Я сказала «зверь»? Я оговорилась. В джунглях нет зверя столь жестокого, столь подлого, столь дьявольски изобретательного, каким были наши тюремщики, не только мужчины, но и женщины.

Перед бараками была площадь, окруженная высоким забором из колючей проволоки, мы смотрели на это заграждение со страхом. «Через проволоку пущен электрический ток», — смеясь, сказал молодой охранник-эсэсовец. Он был молод и хорош собой, но когда меня душит кошмар, я вижу его лицо. Однажды нам приказали раздеться донага, и эсэсовский офицер сфотографировал нас. Красивый был мужчина, и мы нередко видели его с хорошенькой трехлетней дочкой, которую он носил на плече.
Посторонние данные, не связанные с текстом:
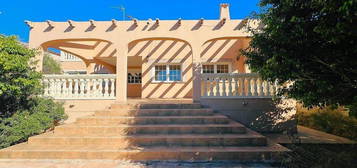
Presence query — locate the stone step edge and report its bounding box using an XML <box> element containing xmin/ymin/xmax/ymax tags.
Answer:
<box><xmin>0</xmin><ymin>144</ymin><xmax>291</xmax><ymax>153</ymax></box>
<box><xmin>56</xmin><ymin>122</ymin><xmax>246</xmax><ymax>128</ymax></box>
<box><xmin>78</xmin><ymin>114</ymin><xmax>229</xmax><ymax>120</ymax></box>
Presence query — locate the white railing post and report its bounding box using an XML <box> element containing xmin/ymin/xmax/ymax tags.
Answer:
<box><xmin>43</xmin><ymin>74</ymin><xmax>116</xmax><ymax>99</ymax></box>
<box><xmin>228</xmin><ymin>76</ymin><xmax>233</xmax><ymax>96</ymax></box>
<box><xmin>201</xmin><ymin>78</ymin><xmax>208</xmax><ymax>97</ymax></box>
<box><xmin>215</xmin><ymin>76</ymin><xmax>221</xmax><ymax>96</ymax></box>
<box><xmin>233</xmin><ymin>78</ymin><xmax>239</xmax><ymax>96</ymax></box>
<box><xmin>222</xmin><ymin>76</ymin><xmax>227</xmax><ymax>96</ymax></box>
<box><xmin>109</xmin><ymin>79</ymin><xmax>115</xmax><ymax>98</ymax></box>
<box><xmin>200</xmin><ymin>73</ymin><xmax>278</xmax><ymax>98</ymax></box>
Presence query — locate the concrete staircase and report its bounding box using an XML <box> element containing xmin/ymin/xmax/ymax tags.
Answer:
<box><xmin>0</xmin><ymin>103</ymin><xmax>288</xmax><ymax>161</ymax></box>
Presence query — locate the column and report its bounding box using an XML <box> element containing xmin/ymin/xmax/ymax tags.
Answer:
<box><xmin>192</xmin><ymin>42</ymin><xmax>201</xmax><ymax>103</ymax></box>
<box><xmin>116</xmin><ymin>44</ymin><xmax>128</xmax><ymax>102</ymax></box>
<box><xmin>86</xmin><ymin>62</ymin><xmax>95</xmax><ymax>75</ymax></box>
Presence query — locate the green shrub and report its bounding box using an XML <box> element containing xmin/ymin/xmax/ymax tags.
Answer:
<box><xmin>42</xmin><ymin>54</ymin><xmax>62</xmax><ymax>74</ymax></box>
<box><xmin>297</xmin><ymin>107</ymin><xmax>357</xmax><ymax>140</ymax></box>
<box><xmin>0</xmin><ymin>35</ymin><xmax>66</xmax><ymax>148</ymax></box>
<box><xmin>0</xmin><ymin>35</ymin><xmax>41</xmax><ymax>118</ymax></box>
<box><xmin>0</xmin><ymin>98</ymin><xmax>66</xmax><ymax>148</ymax></box>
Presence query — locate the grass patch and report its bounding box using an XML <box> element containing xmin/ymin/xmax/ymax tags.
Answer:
<box><xmin>296</xmin><ymin>105</ymin><xmax>357</xmax><ymax>141</ymax></box>
<box><xmin>280</xmin><ymin>144</ymin><xmax>357</xmax><ymax>168</ymax></box>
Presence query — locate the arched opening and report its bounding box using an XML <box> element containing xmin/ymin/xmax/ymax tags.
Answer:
<box><xmin>41</xmin><ymin>39</ymin><xmax>116</xmax><ymax>74</ymax></box>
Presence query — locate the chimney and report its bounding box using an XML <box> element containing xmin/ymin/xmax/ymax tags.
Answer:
<box><xmin>219</xmin><ymin>3</ymin><xmax>231</xmax><ymax>20</ymax></box>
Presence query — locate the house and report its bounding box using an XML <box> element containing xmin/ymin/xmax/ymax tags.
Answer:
<box><xmin>0</xmin><ymin>4</ymin><xmax>296</xmax><ymax>161</ymax></box>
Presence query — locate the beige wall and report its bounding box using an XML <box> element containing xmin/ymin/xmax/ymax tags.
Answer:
<box><xmin>128</xmin><ymin>38</ymin><xmax>249</xmax><ymax>98</ymax></box>
<box><xmin>60</xmin><ymin>61</ymin><xmax>87</xmax><ymax>71</ymax></box>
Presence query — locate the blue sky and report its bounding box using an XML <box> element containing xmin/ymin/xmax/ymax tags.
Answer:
<box><xmin>0</xmin><ymin>0</ymin><xmax>259</xmax><ymax>42</ymax></box>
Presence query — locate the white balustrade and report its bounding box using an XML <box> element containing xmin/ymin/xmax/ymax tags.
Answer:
<box><xmin>200</xmin><ymin>73</ymin><xmax>277</xmax><ymax>98</ymax></box>
<box><xmin>42</xmin><ymin>74</ymin><xmax>116</xmax><ymax>99</ymax></box>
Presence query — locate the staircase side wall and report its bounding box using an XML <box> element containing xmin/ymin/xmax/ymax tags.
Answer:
<box><xmin>200</xmin><ymin>98</ymin><xmax>297</xmax><ymax>133</ymax></box>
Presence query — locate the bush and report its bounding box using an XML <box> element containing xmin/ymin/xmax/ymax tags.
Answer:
<box><xmin>0</xmin><ymin>35</ymin><xmax>41</xmax><ymax>118</ymax></box>
<box><xmin>0</xmin><ymin>35</ymin><xmax>66</xmax><ymax>148</ymax></box>
<box><xmin>297</xmin><ymin>106</ymin><xmax>357</xmax><ymax>140</ymax></box>
<box><xmin>0</xmin><ymin>98</ymin><xmax>66</xmax><ymax>148</ymax></box>
<box><xmin>42</xmin><ymin>54</ymin><xmax>62</xmax><ymax>74</ymax></box>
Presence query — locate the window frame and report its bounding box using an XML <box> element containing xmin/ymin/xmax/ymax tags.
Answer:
<box><xmin>201</xmin><ymin>62</ymin><xmax>232</xmax><ymax>74</ymax></box>
<box><xmin>152</xmin><ymin>63</ymin><xmax>183</xmax><ymax>83</ymax></box>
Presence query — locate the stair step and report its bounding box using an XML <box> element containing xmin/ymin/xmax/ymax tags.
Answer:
<box><xmin>95</xmin><ymin>108</ymin><xmax>214</xmax><ymax>116</ymax></box>
<box><xmin>54</xmin><ymin>123</ymin><xmax>246</xmax><ymax>135</ymax></box>
<box><xmin>28</xmin><ymin>133</ymin><xmax>267</xmax><ymax>148</ymax></box>
<box><xmin>0</xmin><ymin>144</ymin><xmax>289</xmax><ymax>162</ymax></box>
<box><xmin>111</xmin><ymin>103</ymin><xmax>201</xmax><ymax>109</ymax></box>
<box><xmin>77</xmin><ymin>115</ymin><xmax>230</xmax><ymax>126</ymax></box>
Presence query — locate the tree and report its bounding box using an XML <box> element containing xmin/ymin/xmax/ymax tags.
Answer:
<box><xmin>242</xmin><ymin>0</ymin><xmax>357</xmax><ymax>107</ymax></box>
<box><xmin>0</xmin><ymin>35</ymin><xmax>66</xmax><ymax>149</ymax></box>
<box><xmin>0</xmin><ymin>35</ymin><xmax>41</xmax><ymax>118</ymax></box>
<box><xmin>42</xmin><ymin>53</ymin><xmax>62</xmax><ymax>74</ymax></box>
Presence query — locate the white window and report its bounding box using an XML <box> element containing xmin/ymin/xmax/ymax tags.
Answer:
<box><xmin>154</xmin><ymin>64</ymin><xmax>182</xmax><ymax>82</ymax></box>
<box><xmin>202</xmin><ymin>63</ymin><xmax>230</xmax><ymax>73</ymax></box>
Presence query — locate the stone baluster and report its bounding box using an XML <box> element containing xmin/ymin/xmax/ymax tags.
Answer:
<box><xmin>98</xmin><ymin>79</ymin><xmax>103</xmax><ymax>97</ymax></box>
<box><xmin>73</xmin><ymin>78</ymin><xmax>79</xmax><ymax>98</ymax></box>
<box><xmin>104</xmin><ymin>78</ymin><xmax>109</xmax><ymax>97</ymax></box>
<box><xmin>247</xmin><ymin>77</ymin><xmax>252</xmax><ymax>96</ymax></box>
<box><xmin>222</xmin><ymin>76</ymin><xmax>227</xmax><ymax>96</ymax></box>
<box><xmin>43</xmin><ymin>79</ymin><xmax>49</xmax><ymax>96</ymax></box>
<box><xmin>228</xmin><ymin>76</ymin><xmax>233</xmax><ymax>96</ymax></box>
<box><xmin>201</xmin><ymin>76</ymin><xmax>208</xmax><ymax>97</ymax></box>
<box><xmin>252</xmin><ymin>77</ymin><xmax>258</xmax><ymax>96</ymax></box>
<box><xmin>234</xmin><ymin>78</ymin><xmax>239</xmax><ymax>96</ymax></box>
<box><xmin>48</xmin><ymin>79</ymin><xmax>56</xmax><ymax>97</ymax></box>
<box><xmin>110</xmin><ymin>78</ymin><xmax>115</xmax><ymax>98</ymax></box>
<box><xmin>239</xmin><ymin>77</ymin><xmax>245</xmax><ymax>96</ymax></box>
<box><xmin>68</xmin><ymin>79</ymin><xmax>73</xmax><ymax>98</ymax></box>
<box><xmin>266</xmin><ymin>81</ymin><xmax>271</xmax><ymax>96</ymax></box>
<box><xmin>258</xmin><ymin>78</ymin><xmax>264</xmax><ymax>96</ymax></box>
<box><xmin>208</xmin><ymin>77</ymin><xmax>214</xmax><ymax>96</ymax></box>
<box><xmin>55</xmin><ymin>79</ymin><xmax>61</xmax><ymax>98</ymax></box>
<box><xmin>61</xmin><ymin>78</ymin><xmax>68</xmax><ymax>97</ymax></box>
<box><xmin>215</xmin><ymin>76</ymin><xmax>221</xmax><ymax>97</ymax></box>
<box><xmin>269</xmin><ymin>83</ymin><xmax>275</xmax><ymax>96</ymax></box>
<box><xmin>79</xmin><ymin>79</ymin><xmax>84</xmax><ymax>97</ymax></box>
<box><xmin>85</xmin><ymin>78</ymin><xmax>92</xmax><ymax>98</ymax></box>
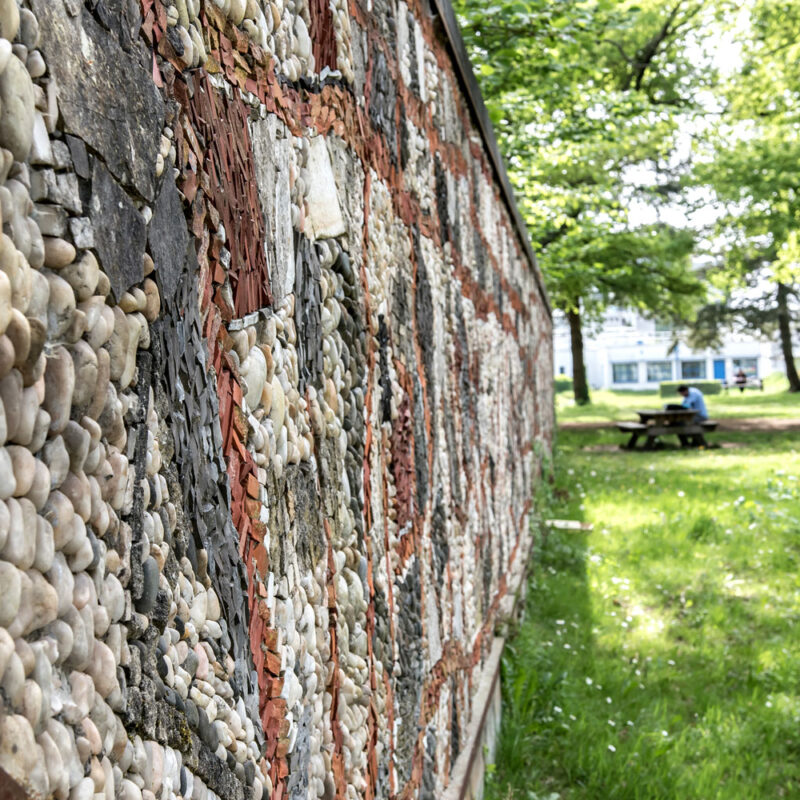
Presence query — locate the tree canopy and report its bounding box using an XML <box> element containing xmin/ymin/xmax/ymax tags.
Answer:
<box><xmin>457</xmin><ymin>0</ymin><xmax>715</xmax><ymax>402</ymax></box>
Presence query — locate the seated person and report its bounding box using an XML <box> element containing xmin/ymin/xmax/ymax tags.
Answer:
<box><xmin>678</xmin><ymin>384</ymin><xmax>708</xmax><ymax>447</ymax></box>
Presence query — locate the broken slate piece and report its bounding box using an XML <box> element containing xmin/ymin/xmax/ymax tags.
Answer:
<box><xmin>32</xmin><ymin>0</ymin><xmax>164</xmax><ymax>200</ymax></box>
<box><xmin>147</xmin><ymin>177</ymin><xmax>189</xmax><ymax>296</ymax></box>
<box><xmin>89</xmin><ymin>159</ymin><xmax>147</xmax><ymax>300</ymax></box>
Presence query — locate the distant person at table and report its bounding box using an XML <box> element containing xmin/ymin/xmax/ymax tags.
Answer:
<box><xmin>678</xmin><ymin>384</ymin><xmax>708</xmax><ymax>422</ymax></box>
<box><xmin>678</xmin><ymin>385</ymin><xmax>708</xmax><ymax>447</ymax></box>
Девчушка визжала от восторга, когда ее отец порол заключенного. Все вещи, какие только были при нас, отобрали под предлогом дезинфекции. Это была ложь, сплошная ложь, как и все их слова. Одежда, обувь, драгоценности, часы — все было отправлено в Германию. Ничего не пропало зря. Ни золотые зубы, ни протезы, ни волосы… Из волос изготовляли ткани, кости шли на удобрение. В лагерях всему вели строгий бухгалтерский учет. Столько-то килограммов золота, столько-то тонн волос. Такая оперативность!